Base64 Encoder & Decoder
How it works
Why btoa() fails on Unicode
The browser built-in btoa() only accepts characters up to U+00FF, so btoa('安静 👋') throws InvalidCharacterError. Base64 encodes bytes, not characters — text has to become bytes first, and the encoding that makes the result portable is UTF-8. This tool encodes your text as UTF-8 bytes and Base64-encodes those, so emoji and CJK survive the round trip.
Base64 vs base64url
base64url is the variant used in JWTs and URLs: '+' becomes '-', '/' becomes '_', and the trailing '=' padding is dropped. That is why the segments of a JWT never end in '='. The decoder here accepts both alphabets and restores missing padding automatically.
Examples
| Clean everything · 安静 👋 | Q2xlYW4gZXZlcnl0aGluZyDCtyDlronpnZkg8J+Riw== |
| hello | aGVsbG8= |
| 👋 | 8J+Riw== |
FAQ
Why does btoa() throw InvalidCharacterError?

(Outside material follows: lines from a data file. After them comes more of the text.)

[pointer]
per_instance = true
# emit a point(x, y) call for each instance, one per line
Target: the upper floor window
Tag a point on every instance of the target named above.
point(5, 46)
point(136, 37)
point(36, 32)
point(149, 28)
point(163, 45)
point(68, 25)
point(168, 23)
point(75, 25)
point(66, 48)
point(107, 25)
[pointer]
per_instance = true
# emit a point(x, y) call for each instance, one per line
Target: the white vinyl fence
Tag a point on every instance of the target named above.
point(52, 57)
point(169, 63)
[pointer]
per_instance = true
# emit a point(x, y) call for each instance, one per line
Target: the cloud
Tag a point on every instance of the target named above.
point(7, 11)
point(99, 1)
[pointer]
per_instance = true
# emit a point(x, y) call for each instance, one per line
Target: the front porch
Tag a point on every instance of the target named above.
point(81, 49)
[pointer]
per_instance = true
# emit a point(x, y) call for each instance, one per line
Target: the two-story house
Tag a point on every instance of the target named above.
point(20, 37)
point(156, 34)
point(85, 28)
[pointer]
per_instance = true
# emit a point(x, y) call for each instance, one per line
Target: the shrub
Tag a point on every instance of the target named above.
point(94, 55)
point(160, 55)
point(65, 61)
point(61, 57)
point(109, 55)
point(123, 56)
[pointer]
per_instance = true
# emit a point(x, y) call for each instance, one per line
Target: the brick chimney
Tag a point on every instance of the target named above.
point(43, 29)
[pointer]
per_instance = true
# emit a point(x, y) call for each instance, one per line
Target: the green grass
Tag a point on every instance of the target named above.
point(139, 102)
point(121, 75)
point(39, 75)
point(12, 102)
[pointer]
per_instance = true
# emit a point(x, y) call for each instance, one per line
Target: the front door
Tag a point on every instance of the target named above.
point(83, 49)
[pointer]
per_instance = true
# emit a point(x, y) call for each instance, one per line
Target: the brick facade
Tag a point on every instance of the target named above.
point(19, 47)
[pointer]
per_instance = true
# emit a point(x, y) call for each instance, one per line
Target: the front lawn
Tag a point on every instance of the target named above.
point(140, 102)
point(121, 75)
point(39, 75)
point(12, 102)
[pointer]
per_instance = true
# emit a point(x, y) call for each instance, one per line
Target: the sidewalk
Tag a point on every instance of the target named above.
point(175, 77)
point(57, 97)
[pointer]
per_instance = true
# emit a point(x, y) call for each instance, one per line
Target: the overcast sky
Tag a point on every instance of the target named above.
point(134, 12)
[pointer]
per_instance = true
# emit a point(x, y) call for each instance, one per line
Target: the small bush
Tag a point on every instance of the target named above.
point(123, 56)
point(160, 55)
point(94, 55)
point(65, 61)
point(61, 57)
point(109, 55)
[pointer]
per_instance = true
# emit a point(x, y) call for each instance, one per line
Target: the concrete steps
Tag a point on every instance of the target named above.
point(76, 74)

btoa() only accepts Latin-1 input (code points up to U+00FF). Any emoji, CJK or accented character outside that range makes it throw. Encode the string to UTF-8 bytes first, then Base64-encode the bytes — which is exactly what this tool does.
Why does my JWT Base64 have no = padding?
JWTs use base64url, which drops the '=' padding and swaps '+' and '/' for '-' and '_'. A strict standard-Base64 decoder rejects it. This decoder normalizes the alphabet and re-adds padding before decoding.
Is my text uploaded to a server?
No. The page ships a strict Content-Security-Policy: connect-src 'none' blocks fetch, XHR, WebSockets and beacons, while default-src 'self' and form-action 'none' block every other way markup could send data off-site. Encoding happens in your browser and cannot leave it.
Can I decode Base64 that contains line breaks?
Yes. Whitespace (including MIME-style 76-column line wrapping) is stripped before decoding.